This concise article expounds on the implementation of a multi-producer, multi-consumer, wait-free, fixed-size FIFO queue.

To the best of my knowledge, I invented this algorithm in the summer of 2016, based on my notes. However, it is evident that the concept is quite obvious and has probably been invented by someone else before or after that date. It has not been patented, although I have not conducted a patent search.

The provided code is intended to serve as a snippet explaining an idea of the algorithm.

One potential way to make it faster is to replace % (reminder) with mask, but this requires that QUEUE_SIZE is 2^n.

Obviously, the algorithm in this article has a maximum number of elements that can be delivered via this queue, but a real-life implementation that uses unsigned long, which is usually DWORD or 2^64, which makes such a limitation negligible on any real-life throughput.

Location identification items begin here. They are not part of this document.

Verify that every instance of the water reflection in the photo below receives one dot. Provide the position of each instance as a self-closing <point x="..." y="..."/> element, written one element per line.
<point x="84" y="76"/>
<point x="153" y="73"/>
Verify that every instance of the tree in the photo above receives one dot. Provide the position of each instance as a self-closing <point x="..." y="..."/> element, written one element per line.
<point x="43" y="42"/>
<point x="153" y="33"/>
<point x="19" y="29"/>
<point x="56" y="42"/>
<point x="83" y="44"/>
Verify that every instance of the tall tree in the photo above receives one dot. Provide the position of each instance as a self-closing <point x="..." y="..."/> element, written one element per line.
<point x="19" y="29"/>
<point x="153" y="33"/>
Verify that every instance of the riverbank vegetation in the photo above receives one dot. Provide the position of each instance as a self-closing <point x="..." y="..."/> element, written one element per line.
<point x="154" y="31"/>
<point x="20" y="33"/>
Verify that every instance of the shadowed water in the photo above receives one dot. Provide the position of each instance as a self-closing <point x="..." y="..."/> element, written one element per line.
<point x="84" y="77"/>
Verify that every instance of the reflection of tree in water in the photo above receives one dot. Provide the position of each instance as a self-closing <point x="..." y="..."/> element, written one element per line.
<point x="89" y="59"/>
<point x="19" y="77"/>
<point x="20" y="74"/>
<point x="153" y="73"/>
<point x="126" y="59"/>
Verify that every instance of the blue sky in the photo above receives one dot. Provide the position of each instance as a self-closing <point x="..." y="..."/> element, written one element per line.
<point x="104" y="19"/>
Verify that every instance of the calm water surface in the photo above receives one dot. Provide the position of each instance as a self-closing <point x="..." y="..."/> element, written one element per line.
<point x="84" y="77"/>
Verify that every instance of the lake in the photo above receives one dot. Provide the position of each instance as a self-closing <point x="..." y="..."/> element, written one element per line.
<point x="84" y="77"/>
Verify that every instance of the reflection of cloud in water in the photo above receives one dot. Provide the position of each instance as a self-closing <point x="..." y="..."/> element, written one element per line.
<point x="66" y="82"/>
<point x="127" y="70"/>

/* queue needs at least one empty element, to avoid infinity loop */
#define QUEUE_SIZE                (123 + 1)

struct queue_item {
    unsigned long                 qi_seq;
    int                           qi_idx;
};

struct queue {
    struct queue_item             q_item[QUEUE_SIZE];
    unsigned long                 q_head_seq;
    unsigned long                 q_tail_seq;
};

...

    /* reset / initialize the queues */
    for (i = 0; i < QUEUE_SIZE; i++) {
        q_in.q_item[i].qi_seq = i;
        q_in.q_item[i].qi_idx = -1;

        q_out.q_item[i].qi_seq = i;
        q_out.q_item[i].qi_idx = -1;
    }

    q_in.q_head_seq = 0;
    q_in.q_tail_seq = 0;
    q_out.q_head_seq = 0;
    q_out.q_tail_seq = 0;

...

static inline int
queue_op(struct queue_item *items, unsigned long *seq, int dequeue, int idx) {
    long diff;
    unsigned long s;
    struct queue_item *item;

    for (;;) {
        s = *seq;
        item = &items[(int)(s % QUEUE_SIZE)];
        diff = item->qi_seq - (s + dequeue);

        if (diff == 0) {
            /* item can be locked */
            if (atomic_cas_ulong(seq, s, s + 1) != s)
                continue;

            /* it is locked */

            if (dequeue) {
                idx = item->qi_idx;
                item->qi_seq = s + QUEUE_SIZE;
                return (idx);
            } else {
                item->qi_idx = idx;
                item->qi_seq++;
                return (0);
            }
        }

        if (diff < 0) {
            /* queue is full */
            return (-1);
        }

        /* diff > 0 - means another thread moved sequence */
    }
}

int
queue_dequeue(struct queue *q)
{
    return queue_op(q->q_item, &q->q_tail_seq, 1, -1);
}

int
queue_enqueue(struct queue *q, int idx)
{
    return queue_op(q->q_item, &q->q_head_seq, 0, idx);
}